La compagnie espagnole, propriétaire de l'avion qui s'est écrasé entraînant la mort de 116 personnes, devait être jugée du 2 au 26 octobre, mais une audience préliminaire a eu lieu le 8 juin pour examiner une question de procédure soulevée par Swiftair.

La compagnie a bénéficié d'un non-lieu à l'issue d'une enquête en Espagne, et le tribunal doit trancher si cela peut faire obstacle au procès en France.

La question est de savoir si le principe du "ne bis in idem", selon lequel nul ne peut être poursuivi ou puni deux fois pour les mêmes faits, peut s'appliquer en l'espèce.

Après en avoir délibéré, le tribunal a transmis mardi quatre questions préjudicielles à la Cour de justice de l'Union européenne (CJUE) sur l'interprétation du droit européen en la matière. Les poursuites - et donc le procès - sont suspendues jusqu'à ce que la Cour se prononce.

Le vol AH5017 d'Air Algérie s'est écrasé le 24 juillet 2014 en plein Sahel, dans le nord du Mali. Dans l'accident de cet avion qui effectuait un vol Ouagadougou-Alger sont morts 110 passagers - dont 54 Français, 23 Burkinabés, des Libanais, des Algériens - et six membres d'équipage, tous espagnols.

Swiftair était la propriétaire de l'aéronef qu'elle avait loué, avec l'équipage, à Air Algérie.

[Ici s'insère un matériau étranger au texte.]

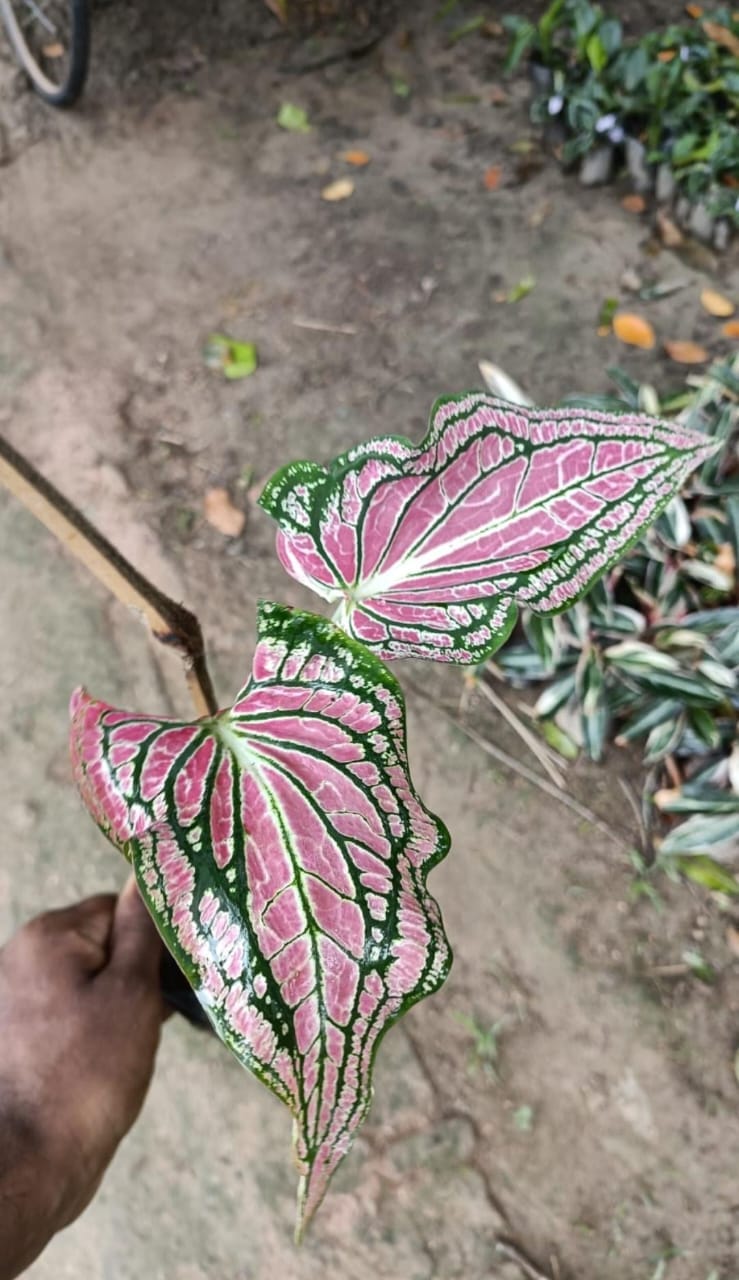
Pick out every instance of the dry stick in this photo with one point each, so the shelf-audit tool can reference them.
(523, 769)
(533, 743)
(510, 1251)
(170, 624)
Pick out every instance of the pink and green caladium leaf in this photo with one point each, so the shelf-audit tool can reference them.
(427, 551)
(283, 854)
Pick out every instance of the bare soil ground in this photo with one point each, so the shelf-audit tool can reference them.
(602, 1139)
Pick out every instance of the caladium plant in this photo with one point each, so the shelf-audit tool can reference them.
(283, 853)
(428, 551)
(279, 844)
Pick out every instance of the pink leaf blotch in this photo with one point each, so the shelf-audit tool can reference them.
(283, 854)
(425, 552)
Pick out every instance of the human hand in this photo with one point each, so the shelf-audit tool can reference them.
(80, 1019)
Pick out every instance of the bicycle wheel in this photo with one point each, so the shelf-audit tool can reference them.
(51, 42)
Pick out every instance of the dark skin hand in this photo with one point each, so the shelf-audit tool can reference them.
(81, 1014)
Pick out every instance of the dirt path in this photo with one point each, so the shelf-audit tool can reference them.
(172, 206)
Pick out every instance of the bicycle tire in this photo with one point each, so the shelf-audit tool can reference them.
(69, 90)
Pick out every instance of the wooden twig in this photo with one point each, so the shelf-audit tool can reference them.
(534, 744)
(507, 1249)
(170, 622)
(523, 771)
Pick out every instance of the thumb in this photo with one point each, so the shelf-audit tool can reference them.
(135, 944)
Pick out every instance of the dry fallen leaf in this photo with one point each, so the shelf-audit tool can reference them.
(722, 36)
(340, 190)
(685, 352)
(716, 305)
(670, 234)
(220, 512)
(357, 158)
(634, 330)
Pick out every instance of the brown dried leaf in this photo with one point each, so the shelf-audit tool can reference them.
(670, 234)
(340, 190)
(722, 36)
(687, 352)
(716, 305)
(357, 158)
(634, 330)
(220, 512)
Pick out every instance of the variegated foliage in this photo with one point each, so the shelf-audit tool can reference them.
(428, 551)
(283, 854)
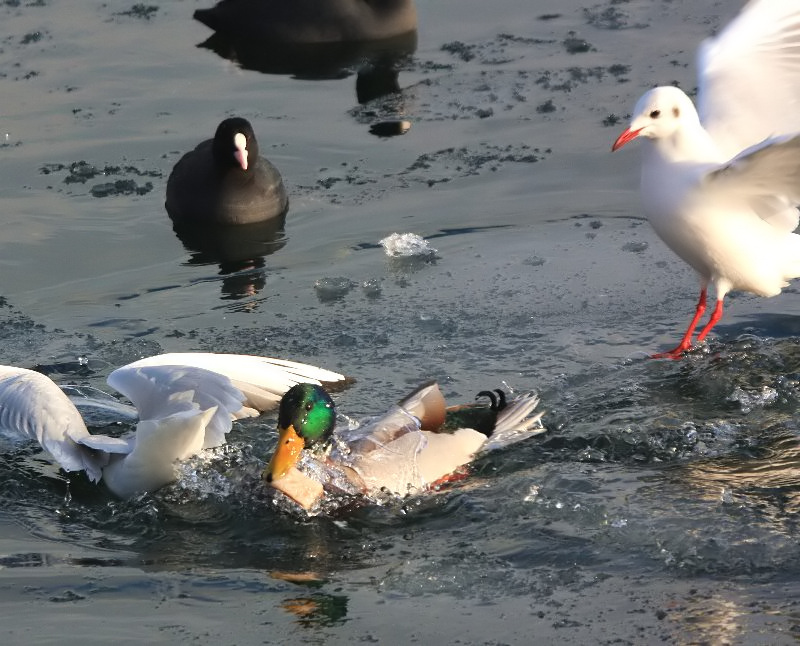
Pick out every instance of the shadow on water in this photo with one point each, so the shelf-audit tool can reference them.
(315, 62)
(376, 64)
(239, 251)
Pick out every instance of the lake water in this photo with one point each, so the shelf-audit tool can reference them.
(660, 506)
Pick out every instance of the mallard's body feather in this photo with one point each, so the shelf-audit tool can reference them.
(408, 450)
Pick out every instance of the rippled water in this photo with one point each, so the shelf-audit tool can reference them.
(660, 506)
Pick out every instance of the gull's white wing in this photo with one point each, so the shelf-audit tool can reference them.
(262, 380)
(161, 391)
(749, 76)
(766, 177)
(33, 405)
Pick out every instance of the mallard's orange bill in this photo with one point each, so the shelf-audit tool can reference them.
(286, 456)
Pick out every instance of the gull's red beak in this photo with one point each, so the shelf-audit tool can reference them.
(624, 138)
(240, 144)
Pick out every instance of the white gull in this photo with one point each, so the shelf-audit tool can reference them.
(720, 184)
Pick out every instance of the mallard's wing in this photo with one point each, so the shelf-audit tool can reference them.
(516, 422)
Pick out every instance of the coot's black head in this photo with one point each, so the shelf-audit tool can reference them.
(235, 145)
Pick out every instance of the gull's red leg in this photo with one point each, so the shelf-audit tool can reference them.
(686, 341)
(716, 315)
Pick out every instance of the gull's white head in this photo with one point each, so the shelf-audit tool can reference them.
(240, 144)
(659, 114)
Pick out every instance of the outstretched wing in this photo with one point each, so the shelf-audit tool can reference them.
(767, 177)
(262, 380)
(161, 391)
(34, 406)
(747, 76)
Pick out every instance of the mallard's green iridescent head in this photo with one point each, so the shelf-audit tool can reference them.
(306, 419)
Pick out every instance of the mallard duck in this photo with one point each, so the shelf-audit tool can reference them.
(185, 402)
(224, 181)
(311, 21)
(417, 444)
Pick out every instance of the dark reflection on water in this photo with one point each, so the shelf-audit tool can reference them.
(311, 62)
(239, 251)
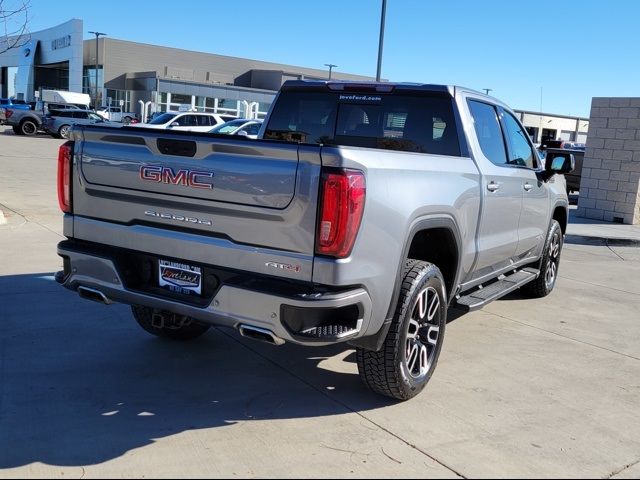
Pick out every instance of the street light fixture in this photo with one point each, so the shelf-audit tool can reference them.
(381, 44)
(331, 67)
(98, 35)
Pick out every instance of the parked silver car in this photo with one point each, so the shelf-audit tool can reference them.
(241, 126)
(58, 123)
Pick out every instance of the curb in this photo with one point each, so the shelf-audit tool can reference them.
(605, 241)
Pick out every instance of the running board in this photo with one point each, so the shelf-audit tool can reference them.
(482, 296)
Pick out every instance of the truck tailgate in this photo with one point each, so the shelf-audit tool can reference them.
(235, 192)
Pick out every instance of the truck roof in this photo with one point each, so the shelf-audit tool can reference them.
(385, 87)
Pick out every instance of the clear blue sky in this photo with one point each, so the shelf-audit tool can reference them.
(566, 47)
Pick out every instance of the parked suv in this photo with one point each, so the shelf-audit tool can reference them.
(58, 123)
(6, 103)
(361, 215)
(186, 122)
(30, 122)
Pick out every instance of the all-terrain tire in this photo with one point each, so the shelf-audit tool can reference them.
(419, 322)
(549, 265)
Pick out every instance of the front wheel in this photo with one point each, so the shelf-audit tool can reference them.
(550, 264)
(174, 327)
(28, 128)
(408, 358)
(64, 131)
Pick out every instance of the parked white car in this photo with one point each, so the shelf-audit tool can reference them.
(187, 121)
(242, 126)
(116, 114)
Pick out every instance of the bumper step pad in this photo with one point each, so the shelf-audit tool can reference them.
(327, 331)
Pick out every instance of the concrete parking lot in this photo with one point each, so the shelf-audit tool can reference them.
(524, 388)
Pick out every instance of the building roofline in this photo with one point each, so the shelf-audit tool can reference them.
(259, 64)
(556, 115)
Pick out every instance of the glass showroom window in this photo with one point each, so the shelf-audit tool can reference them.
(229, 106)
(116, 96)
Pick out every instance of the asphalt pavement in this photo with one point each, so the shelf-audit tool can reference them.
(524, 388)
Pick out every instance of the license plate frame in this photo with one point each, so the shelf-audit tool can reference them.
(180, 277)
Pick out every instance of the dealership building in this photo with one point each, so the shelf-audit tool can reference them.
(129, 73)
(162, 78)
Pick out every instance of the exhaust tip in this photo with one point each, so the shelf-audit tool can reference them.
(93, 295)
(260, 334)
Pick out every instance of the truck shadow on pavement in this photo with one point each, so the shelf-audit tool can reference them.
(81, 383)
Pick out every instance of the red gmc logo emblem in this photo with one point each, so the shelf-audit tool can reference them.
(184, 177)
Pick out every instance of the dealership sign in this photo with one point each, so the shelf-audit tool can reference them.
(62, 42)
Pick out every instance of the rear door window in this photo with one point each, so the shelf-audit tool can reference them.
(421, 123)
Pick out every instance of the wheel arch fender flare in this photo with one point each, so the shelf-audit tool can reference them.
(429, 222)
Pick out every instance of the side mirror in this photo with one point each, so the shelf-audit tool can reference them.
(558, 163)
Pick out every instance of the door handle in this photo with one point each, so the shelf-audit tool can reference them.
(493, 186)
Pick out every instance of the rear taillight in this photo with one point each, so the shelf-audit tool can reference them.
(341, 205)
(65, 164)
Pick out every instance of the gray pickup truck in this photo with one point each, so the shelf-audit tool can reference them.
(360, 215)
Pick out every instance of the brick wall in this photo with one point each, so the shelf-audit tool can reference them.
(610, 183)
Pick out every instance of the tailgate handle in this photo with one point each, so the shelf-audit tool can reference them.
(181, 148)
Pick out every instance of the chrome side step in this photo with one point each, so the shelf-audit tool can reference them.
(480, 297)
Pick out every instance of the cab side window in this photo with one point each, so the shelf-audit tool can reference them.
(488, 131)
(521, 153)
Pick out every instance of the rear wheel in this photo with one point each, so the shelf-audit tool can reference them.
(167, 325)
(64, 131)
(543, 285)
(29, 128)
(405, 364)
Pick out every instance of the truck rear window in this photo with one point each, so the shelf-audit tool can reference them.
(412, 123)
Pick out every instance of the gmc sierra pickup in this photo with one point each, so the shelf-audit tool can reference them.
(360, 215)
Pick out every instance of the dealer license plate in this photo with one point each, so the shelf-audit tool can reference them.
(180, 278)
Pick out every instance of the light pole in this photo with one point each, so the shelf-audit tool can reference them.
(331, 67)
(381, 44)
(98, 35)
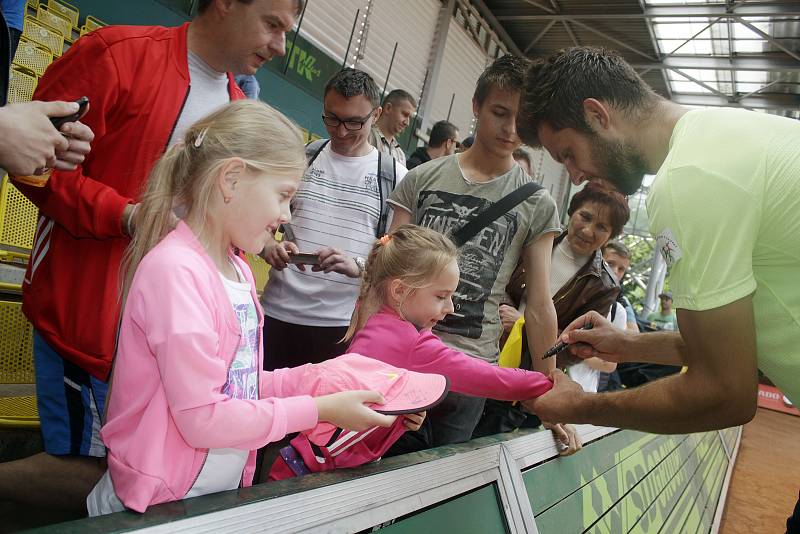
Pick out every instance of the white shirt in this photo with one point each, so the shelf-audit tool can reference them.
(208, 91)
(337, 205)
(564, 264)
(223, 468)
(584, 375)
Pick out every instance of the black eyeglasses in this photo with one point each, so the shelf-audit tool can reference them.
(352, 125)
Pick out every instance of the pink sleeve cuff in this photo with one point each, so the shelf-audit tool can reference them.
(301, 413)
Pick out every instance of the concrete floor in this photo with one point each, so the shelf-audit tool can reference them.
(766, 478)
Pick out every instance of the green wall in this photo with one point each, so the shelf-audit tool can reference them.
(294, 94)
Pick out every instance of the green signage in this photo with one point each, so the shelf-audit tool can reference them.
(308, 66)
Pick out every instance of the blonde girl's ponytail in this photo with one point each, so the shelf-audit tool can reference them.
(153, 218)
(413, 254)
(252, 131)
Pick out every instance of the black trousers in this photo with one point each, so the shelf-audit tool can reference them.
(290, 345)
(452, 421)
(793, 523)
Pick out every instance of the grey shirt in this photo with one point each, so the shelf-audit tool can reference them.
(439, 196)
(393, 148)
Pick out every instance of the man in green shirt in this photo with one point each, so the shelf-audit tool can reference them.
(725, 210)
(666, 318)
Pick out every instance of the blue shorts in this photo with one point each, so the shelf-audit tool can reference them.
(71, 403)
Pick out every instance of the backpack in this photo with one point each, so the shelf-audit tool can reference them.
(387, 178)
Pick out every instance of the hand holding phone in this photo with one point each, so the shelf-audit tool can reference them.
(304, 258)
(83, 107)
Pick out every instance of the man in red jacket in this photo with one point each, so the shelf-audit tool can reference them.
(146, 85)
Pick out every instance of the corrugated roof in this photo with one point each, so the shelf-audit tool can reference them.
(696, 52)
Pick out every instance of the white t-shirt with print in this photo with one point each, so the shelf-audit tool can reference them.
(223, 468)
(208, 91)
(338, 204)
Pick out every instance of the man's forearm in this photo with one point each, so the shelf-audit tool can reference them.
(665, 348)
(541, 327)
(672, 405)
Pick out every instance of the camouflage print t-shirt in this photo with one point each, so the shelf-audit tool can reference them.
(439, 196)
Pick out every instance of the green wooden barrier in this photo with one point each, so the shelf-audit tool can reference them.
(623, 481)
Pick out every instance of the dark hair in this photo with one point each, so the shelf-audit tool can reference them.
(397, 96)
(617, 248)
(507, 72)
(203, 5)
(556, 87)
(615, 203)
(521, 153)
(353, 82)
(441, 132)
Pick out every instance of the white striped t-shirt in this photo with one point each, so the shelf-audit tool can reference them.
(337, 205)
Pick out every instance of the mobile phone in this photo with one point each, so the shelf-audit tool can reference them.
(83, 104)
(304, 258)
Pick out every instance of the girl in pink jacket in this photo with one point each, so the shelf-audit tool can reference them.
(188, 402)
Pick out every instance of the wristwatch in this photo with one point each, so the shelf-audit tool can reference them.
(361, 263)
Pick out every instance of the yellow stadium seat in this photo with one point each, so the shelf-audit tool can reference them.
(260, 270)
(56, 20)
(33, 56)
(22, 82)
(16, 345)
(92, 23)
(44, 34)
(66, 10)
(18, 217)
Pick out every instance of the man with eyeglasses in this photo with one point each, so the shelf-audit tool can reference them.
(338, 211)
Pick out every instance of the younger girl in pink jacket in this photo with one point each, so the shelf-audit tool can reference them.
(188, 402)
(408, 283)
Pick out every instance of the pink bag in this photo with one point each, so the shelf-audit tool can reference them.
(326, 447)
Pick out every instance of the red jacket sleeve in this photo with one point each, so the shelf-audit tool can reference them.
(86, 206)
(473, 376)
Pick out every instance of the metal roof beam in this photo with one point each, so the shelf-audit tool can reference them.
(760, 63)
(756, 101)
(496, 27)
(682, 11)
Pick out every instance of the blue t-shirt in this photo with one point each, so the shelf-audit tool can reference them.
(14, 12)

A l'issue des investigations, les juges d'instruction français avaient estimé que "divers manquements de la part de la compagnie" avaient joué un rôle dans l'accident, en particulier une "formation lacunaire" de l'équipage qui ne lui avait "pas permis" de "réagir de manière adaptée et d'éviter l'accident".

Au contraire, la compagnie fait valoir que l'accident résulte d'une combinaison de facteurs extérieurs.

"La CJUE va enfin être saisie de cette question primordiale de l'application du principe ne bis in idem, pour deux instructions entre deux États de l'Union européenne. Swiftair, qui avait bénéficié d'un non-lieu en Espagne, l'exigeait depuis 2017", a déclaré Me Rachel Lindon, avocate de la compagnie.

"Je m'interroge entre ce même parquet qui requiert la relaxe dans le Rio-Paris, qui requiert le renvoi de questions préjudicielles devant la CJUE", a réagi Me Sébastien Busy, avocat des associations AH5017-Ensemble et Fenvac. "Est-ce qu'on est en train de chercher la fin de la justice en matière d'accidents collectifs ?", a-t-il ajouté, décrivant des familles "perplexes".